As much as she loves creating, she's also a sensitive soul and more than a little tough on herself, regularly losing patience when the results of her creative efforts do not look like the vision in her head. It's not unusual for her to despair, “It’s just not right!” or, “It won’t work!” and even, “I can’t do this!”
In those moments of pure frustration she can be difficult to console, but I've been known (on more than one occasion) to use books to stealthily invite further discussion on the importance of not giving up, trying again, and transforming the common refrain "can't" to "yet"...(though I have learned to wait until she is calm again).
One of my favorite books for helping inspire children to embrace this mindset change is Rosie Revere, Engineer by Andrea Beaty. The title character, Rosie Revere, loves to make fine inventions to help her friends and family members, but when her uncle laughs out loud at one of her creations, Rosie’s feelings are hurt and she decides to keep her ideas and dreams to herself. That is until her great-great-aunt Rose visits and shares her dream of flying.
Rosie begins to wonder if she could possibly build a flying machine.

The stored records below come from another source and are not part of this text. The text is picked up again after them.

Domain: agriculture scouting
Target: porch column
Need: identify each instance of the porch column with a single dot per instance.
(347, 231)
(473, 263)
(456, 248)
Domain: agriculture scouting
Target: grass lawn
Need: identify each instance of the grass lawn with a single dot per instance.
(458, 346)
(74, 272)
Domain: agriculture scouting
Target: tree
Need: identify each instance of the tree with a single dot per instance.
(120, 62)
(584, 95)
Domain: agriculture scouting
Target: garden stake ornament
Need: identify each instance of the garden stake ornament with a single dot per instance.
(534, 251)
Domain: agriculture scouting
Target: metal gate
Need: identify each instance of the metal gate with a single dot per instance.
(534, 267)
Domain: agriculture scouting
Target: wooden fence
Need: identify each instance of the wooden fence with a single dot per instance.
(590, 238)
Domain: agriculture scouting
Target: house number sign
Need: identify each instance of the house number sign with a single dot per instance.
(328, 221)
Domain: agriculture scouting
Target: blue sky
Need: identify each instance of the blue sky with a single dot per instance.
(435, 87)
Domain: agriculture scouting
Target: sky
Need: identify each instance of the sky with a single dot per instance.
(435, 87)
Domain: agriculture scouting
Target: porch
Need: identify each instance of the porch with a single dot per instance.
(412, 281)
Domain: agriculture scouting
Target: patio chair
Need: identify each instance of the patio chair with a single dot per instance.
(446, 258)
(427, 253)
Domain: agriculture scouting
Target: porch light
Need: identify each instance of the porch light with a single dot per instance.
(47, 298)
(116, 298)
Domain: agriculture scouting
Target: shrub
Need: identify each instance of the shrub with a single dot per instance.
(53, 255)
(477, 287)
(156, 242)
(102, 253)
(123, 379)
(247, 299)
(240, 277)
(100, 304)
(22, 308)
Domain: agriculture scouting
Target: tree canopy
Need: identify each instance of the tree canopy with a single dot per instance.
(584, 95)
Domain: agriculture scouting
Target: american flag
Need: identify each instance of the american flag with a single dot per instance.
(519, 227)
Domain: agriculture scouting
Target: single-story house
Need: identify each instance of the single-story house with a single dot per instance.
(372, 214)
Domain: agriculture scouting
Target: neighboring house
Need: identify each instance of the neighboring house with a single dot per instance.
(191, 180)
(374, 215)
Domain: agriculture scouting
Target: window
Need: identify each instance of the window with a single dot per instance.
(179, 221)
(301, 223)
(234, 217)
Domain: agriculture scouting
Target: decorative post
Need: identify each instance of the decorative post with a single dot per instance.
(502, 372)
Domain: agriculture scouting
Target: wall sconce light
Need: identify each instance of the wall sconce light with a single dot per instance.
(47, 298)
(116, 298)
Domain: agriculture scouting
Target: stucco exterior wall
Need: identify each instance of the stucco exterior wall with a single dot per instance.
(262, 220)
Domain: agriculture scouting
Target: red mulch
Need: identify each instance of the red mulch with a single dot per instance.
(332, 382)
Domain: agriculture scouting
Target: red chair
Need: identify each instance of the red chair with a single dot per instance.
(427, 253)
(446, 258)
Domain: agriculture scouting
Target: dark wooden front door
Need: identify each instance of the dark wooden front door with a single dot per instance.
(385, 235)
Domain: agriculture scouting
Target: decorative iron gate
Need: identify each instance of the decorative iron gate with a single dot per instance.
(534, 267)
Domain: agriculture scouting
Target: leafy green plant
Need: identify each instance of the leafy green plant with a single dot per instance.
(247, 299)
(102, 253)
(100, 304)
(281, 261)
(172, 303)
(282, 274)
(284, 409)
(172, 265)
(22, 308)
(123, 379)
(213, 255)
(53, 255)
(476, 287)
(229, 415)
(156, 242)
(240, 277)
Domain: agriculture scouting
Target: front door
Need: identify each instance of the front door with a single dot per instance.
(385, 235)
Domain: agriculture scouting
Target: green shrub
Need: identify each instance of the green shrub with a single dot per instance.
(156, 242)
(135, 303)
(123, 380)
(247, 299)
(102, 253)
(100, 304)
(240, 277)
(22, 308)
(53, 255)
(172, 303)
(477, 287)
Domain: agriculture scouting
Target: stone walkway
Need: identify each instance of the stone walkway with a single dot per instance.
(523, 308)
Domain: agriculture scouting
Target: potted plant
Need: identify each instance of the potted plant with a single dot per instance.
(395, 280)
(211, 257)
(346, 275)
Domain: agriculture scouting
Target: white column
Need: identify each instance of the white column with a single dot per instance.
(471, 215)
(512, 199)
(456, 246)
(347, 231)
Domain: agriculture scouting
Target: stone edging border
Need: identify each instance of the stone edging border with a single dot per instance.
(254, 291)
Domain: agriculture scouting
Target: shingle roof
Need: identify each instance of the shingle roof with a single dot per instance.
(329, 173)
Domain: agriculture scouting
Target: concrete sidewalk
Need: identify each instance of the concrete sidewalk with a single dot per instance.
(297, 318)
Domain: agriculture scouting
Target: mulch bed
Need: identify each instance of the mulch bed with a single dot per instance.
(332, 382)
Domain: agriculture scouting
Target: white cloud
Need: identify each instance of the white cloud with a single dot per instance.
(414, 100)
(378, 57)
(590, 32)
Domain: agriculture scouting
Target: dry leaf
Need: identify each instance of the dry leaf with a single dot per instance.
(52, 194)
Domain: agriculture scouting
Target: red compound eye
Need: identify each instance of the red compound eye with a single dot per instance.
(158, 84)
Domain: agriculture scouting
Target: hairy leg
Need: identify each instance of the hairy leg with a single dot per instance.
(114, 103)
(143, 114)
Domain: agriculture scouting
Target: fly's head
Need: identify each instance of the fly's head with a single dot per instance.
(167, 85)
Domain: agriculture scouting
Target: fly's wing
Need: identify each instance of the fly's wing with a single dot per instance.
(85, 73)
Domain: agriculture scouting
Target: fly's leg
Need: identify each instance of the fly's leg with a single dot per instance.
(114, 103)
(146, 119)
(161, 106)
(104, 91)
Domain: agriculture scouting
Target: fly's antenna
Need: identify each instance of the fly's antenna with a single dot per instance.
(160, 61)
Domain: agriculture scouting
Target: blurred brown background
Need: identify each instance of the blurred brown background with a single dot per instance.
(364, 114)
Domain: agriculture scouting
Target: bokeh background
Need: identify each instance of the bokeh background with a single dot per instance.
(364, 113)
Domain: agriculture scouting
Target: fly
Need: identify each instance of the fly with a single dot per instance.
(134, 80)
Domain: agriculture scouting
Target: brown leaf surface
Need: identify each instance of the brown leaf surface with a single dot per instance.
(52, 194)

Her first attempt does indeed take off and leave the ground, but just for a moment before it crashes back to earth. A disheartened Rosie is surprised to be congratulated by her great-great-aunt with my most favorite part of the book in her relative’s wise reaction:
"Your brilliant first flop was a raging success!
Come on, let’s get busy and on to the next!"
She handed a notebook to Rosie Revere,
who smiled at her aunt as it all became clear.
Life might have its failures, but this was not it.
The only true failure can come if you quit.
It truly is a wonderufl book and reinforces a message that is so valuable for children across all elementary grades, and even well into middle school!
To make the most of reading Rosie Revere, Engineer with your child, I suggest reading it aloud with your child and then spending some time discussing Rosie’s predicament and lessons learned throughout the story. You might ask questions like:
- Why does Rosie decide to hide her dreams?
- Which actions and words in the book do you think made Rosie feel encouraged? Which made her feel discouraged or embarrassed?
- Why did Uncle Fred laugh at Rosie’s cheese hat? Do you think he meant to be unkind?
- What do you think the term ‘perfect failure’ means?
- Can you think of a time when you felt like you had failed at something, or you were unhappy with the result of something you were trying to make or do? How did you react?
- If you were in a similar situation again, is there a more helpful way you could respond? What words could you tell yourself as encouragement not to give up?
And if you'd like to continue your discussion further, be sure to also check out Andrea Beatty’s other books Ada Twist, Scientist and Iggy Peck, Architect, as well as When Sophie Thinks She Can't by Molly Bang and She Persisted by Chelsea Clinton.